Document DB Connector

The Document DB stores data in flexible, JSON-like documents, meaning fields that vary from document to document, and data structure that can be changed over time.

NOTE: You need an SSL certificate in your JAVA Environment to connect to Document DB. 

Please refer to the following document link before creating a connection in the OvalEdge.

https://docs.google.com/document/d/1nxgdbdyncCtrZFcbyGKzk2BoiWbBFUoaTvdexzz2xC8/

Ovaledge Uses Document DB (Mongo) Client API to make a connection to a running Document DB instance.

       

OvalEdge Crawling: It is a process of collecting information about data from various data sources like on-premise, cloud databases, Hadoop, visualization software, and file systems.

When an OvalEdge crawler connects to a data source, it collects and catalogs all the data elements (i.e., metadata) and stores it in the OvalEdge data repository. Here, the crawler creates an index for every stored data element, which can later be used in data exploration within the OvalEdge Data catalog, which is a smart search. 
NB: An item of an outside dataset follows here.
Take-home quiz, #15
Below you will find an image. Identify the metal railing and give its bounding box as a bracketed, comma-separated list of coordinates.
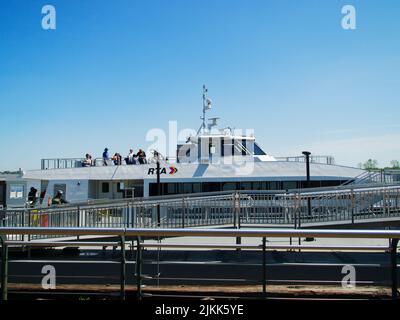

The OvalEdge crawlers can be scheduled to scan the databases regularly, so they always have an up-to-date index of the data element.

Data Sources: The Data Sources are the ones where the OvalEdge crawler integrates with various data sources to help the users to extract metadata and build a data catalog. 

This document provides information about how to make a connection to your Document DB instance and crawl the data from various workspaces.

Connect to the Data: Before crawling and building a connection, you must first connect to your data. OvalEdge requires users to configure a separate connection for each type of data source. The users must enter the source credentials and database information for each type of connectivity. Once a data connection is made, a simple click of the Crawl button starts the crawling process.

Connector Capabilities

The connectivity to the Document DB Connector is performed via the Document DB (Mongo) Client API. The connector currently supports the following versions of Driver/APIs:

The drivers used by the connector are given below:

Driver/API

Version

Details

Mongodb driver (DocumentDB)

3.12.5

https://mvnrepository.com/artifact/org.mongodb/mongo-java-driver/3.12.5

Note: Latest version is 3.12.8

sql-to-mongo-db-query-converter

1.11

https://mvnrepository.com/artifact/com.github.vincentrussell/sql-to-mongo-db-query-converter/1.1

Note: Latest version is 1.18

Technical Specifications

Crawling

Feature

Supported Objects

Remarks

Crawling

Tables

 

Table Columns

Supported Data Types:

String, Integer, Boolean Double, Timestamp, Object, Date, Object ID, Binary Data.


Profiling

Feature

Support

Remarks

Table Profiling

Row count, Columns count, View sample data

Supports all data types

Column Profiling

Min, Max, Null count, distinct, top 50 values

 

Full Profiling 

Supported

 

Sample Profiling 

Supported

 

Lineage Building

Feature

Remarks

Table Lineage

Not Supported

Column Lineage

Not Supported


Querying 

Operation 

Remarks

Select

Supported

Insert

Not supported, by default.

Update

Not supported, by default.

Delete

Not supported, by default.

Joins within Database

Not Supported

Joins outside Database

Not supported

Aggregations

Supported

Group By

Supported

Order By

Supported


Connection Details

Pre-requisites

To use the Amazon Document DB Connector, the details specified in the following section should be available.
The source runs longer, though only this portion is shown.